XHTLX-TDT
- Tlaxcala, Tlaxcala; Mexico;
- Channels: Digital: 23; Virtual: 10;
- Branding: Tlaxcala Televisión

Programming
- Affiliations: Canal Once Canal 22 Mexiquense Televisión DW-TV

Ownership
- Owner: Coordinación de Radio, Cine y Televisión de Tlaxcala; (Gobierno del Estado de Tlaxcala);
- Sister stations: XETT-AM, XHCAL-FM, XHTLAX-FM

Technical information
- Licensing authority: CRT
- ERP: 7.26 kW
- Translator(s): see below

Links
- Website: www.tlaxcalatelevision.tv

= XHTLX-TDT =

Tlaxcala Televisión is a public television station operated by the Coordinación de Radio, Cine y Televisión de Tlaxcala (CORACYT) which serves the Mexican state of Tlaxcala. Tlaxcala Televisión's programming primarily consists of cultural and educational content, along with news and sports coverage. It also airs programming from Canal Once, Canal 22, Mexiquense Televisión and DW-TV

TDT was founded in the early 1980s and traces its roots to the breakup of Televisión Rural de México, which operated a channel 12 in Tlaxcala.

In the 1990s, the state television station ceased all local production; this returned in 2000.

In the late 2000s through to 2017, the state network was known as "TDT, La Televisión de Tlaxcala", predating the conversion of the network to digital television, or televisión digital terrestre. All digital stations in Mexico carry the -TDT suffix. The state network renamed to Tlaxcala Televisión in 2017.

==Transmitters==
Tlaxcala Televisión uses a network of five terrestrial television transmitters to provide statewide coverage.

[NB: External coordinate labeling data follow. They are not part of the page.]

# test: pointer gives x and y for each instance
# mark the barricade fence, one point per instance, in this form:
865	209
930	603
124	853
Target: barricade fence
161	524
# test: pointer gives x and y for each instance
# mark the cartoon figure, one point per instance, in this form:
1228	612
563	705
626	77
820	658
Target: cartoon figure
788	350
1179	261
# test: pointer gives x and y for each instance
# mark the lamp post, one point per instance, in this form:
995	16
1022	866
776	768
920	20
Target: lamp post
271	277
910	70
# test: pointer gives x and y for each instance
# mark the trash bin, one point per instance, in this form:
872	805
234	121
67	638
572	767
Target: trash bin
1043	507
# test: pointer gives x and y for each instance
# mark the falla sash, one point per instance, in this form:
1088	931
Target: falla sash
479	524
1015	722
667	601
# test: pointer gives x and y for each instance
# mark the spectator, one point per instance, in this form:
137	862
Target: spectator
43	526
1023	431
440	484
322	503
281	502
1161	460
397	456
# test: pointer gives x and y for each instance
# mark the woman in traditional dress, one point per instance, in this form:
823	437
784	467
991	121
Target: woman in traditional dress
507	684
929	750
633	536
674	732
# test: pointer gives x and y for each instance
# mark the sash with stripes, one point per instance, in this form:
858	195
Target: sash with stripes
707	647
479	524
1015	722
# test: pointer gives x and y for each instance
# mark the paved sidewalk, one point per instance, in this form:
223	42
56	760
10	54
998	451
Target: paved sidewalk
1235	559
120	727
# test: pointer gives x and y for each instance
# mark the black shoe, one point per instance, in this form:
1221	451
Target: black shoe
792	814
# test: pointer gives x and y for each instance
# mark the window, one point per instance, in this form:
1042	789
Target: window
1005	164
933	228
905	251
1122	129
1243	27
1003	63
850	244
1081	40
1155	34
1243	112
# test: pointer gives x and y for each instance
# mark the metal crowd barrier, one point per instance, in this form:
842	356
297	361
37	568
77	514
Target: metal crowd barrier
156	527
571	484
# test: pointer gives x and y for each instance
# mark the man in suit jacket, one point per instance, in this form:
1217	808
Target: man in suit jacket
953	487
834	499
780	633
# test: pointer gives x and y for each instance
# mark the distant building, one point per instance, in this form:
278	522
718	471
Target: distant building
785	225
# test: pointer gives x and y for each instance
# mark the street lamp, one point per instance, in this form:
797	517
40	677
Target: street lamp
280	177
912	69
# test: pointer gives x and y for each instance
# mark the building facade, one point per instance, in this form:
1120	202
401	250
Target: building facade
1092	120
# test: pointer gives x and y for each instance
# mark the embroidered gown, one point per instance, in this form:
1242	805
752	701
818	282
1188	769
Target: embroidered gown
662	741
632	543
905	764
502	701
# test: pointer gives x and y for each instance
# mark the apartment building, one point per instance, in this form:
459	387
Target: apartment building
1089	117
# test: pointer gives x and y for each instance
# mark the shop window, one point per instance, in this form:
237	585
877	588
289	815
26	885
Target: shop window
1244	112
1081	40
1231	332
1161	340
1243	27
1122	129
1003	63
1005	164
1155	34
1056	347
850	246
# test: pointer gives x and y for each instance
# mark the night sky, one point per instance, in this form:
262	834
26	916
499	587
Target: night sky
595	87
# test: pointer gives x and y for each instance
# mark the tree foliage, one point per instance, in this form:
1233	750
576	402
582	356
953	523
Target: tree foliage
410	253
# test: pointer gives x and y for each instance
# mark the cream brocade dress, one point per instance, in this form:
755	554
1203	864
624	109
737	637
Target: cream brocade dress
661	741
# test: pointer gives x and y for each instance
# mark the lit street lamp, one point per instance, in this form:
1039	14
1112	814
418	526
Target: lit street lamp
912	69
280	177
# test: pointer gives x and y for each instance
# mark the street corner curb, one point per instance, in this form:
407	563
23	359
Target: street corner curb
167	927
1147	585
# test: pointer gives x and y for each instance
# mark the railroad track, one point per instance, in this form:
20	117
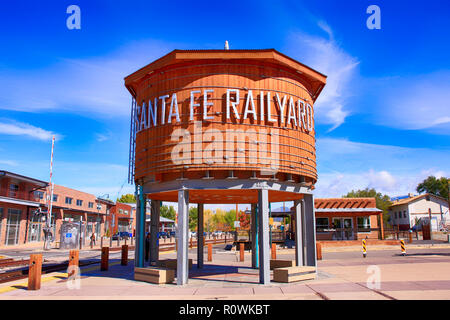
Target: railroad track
14	275
4	263
23	274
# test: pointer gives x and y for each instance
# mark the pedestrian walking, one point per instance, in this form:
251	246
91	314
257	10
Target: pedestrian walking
147	247
92	239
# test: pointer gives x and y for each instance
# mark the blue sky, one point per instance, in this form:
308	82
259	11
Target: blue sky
382	121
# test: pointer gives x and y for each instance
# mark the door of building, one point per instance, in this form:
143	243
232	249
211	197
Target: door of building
344	228
34	231
13	227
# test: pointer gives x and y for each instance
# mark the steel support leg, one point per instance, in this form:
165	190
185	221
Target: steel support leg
182	237
154	229
200	236
299	260
254	238
309	229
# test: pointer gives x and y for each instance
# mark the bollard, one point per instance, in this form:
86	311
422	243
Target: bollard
274	251
73	261
319	250
364	249
34	272
124	260
209	252
105	257
403	248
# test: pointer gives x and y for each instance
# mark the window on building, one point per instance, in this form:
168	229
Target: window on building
13	190
363	224
39	194
1	221
321	223
13	227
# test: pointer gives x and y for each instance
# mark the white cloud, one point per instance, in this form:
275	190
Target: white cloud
10	163
381	180
25	129
414	102
87	86
327	57
103	136
347	165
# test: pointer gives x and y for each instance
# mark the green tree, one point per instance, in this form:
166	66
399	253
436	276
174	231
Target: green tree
433	185
127	198
229	218
382	201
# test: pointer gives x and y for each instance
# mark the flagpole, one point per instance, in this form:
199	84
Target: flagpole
50	201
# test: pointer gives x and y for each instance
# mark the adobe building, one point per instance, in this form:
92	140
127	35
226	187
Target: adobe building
224	126
20	196
120	218
415	210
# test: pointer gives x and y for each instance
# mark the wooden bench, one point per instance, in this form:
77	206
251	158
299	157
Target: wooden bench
170	263
274	264
292	274
154	275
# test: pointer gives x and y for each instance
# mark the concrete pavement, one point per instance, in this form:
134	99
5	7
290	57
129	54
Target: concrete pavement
384	275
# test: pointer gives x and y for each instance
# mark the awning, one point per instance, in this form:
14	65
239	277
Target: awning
20	201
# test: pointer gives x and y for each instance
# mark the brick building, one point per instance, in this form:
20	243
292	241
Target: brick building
20	196
120	218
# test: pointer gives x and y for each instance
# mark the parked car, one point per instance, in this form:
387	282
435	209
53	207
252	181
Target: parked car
122	235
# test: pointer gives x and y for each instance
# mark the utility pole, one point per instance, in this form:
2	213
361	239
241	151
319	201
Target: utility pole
431	226
48	222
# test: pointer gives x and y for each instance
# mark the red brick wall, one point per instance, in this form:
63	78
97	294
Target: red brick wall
115	210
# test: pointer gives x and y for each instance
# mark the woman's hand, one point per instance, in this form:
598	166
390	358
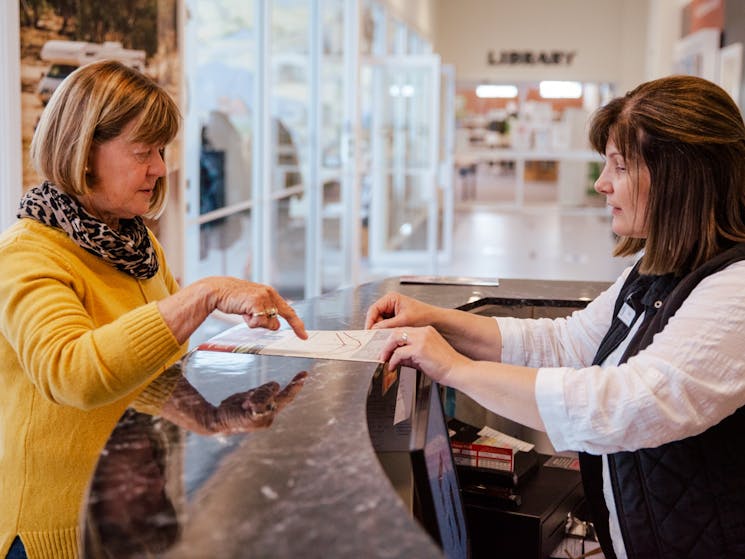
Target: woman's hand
393	310
255	408
423	349
260	305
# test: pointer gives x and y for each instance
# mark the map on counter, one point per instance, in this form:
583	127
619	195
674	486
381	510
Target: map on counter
345	345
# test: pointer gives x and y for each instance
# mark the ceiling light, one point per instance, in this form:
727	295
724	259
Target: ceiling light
490	91
560	90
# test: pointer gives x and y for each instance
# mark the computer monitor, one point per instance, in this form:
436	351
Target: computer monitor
414	448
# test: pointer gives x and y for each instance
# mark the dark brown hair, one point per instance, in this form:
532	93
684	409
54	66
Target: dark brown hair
690	134
91	106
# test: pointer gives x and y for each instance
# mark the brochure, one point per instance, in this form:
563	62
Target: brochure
345	345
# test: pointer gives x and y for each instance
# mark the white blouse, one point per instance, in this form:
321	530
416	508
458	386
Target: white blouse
688	379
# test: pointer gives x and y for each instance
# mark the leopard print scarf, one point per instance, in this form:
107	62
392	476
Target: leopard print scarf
129	249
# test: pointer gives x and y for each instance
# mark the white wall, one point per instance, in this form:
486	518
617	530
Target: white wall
11	160
419	14
608	36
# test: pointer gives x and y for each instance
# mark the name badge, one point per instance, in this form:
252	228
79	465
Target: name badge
627	314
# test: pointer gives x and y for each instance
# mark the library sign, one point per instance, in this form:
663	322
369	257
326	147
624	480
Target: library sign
528	57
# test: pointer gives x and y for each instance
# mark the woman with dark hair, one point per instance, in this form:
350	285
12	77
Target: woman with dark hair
648	381
90	314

Its transmitters are the only television stations licensed directly to Tlaxcala.

| RF | VC | Call sign | Location | ERP |
|---|---|---|---|---|
| 22 | 10 | XHTXB-TDT | Apizaco | 7.26 kW |
| 31 | 10 | XHTCL-TDT | Calpulalpan | 1.5 kW |
| 23 | 10 | XHTXM-TDT | Huamantla | 3.77 kW |
| 22 | 10 | XHSPM-TDT | San Pablo del Monte | 3.94 kW |
| 23 | 10 | XHTLX-TDT | Tlaxcala | 7.26 kW |

Except for XHSPM and XHTCL, the state network went digital-only on December 31, 2015. The San Pablo del Monte and Calpulalpan stations converted on December 15, 2016.

In February 2017, XHTLX was approved to move from channel 22 to 23 by the IFT.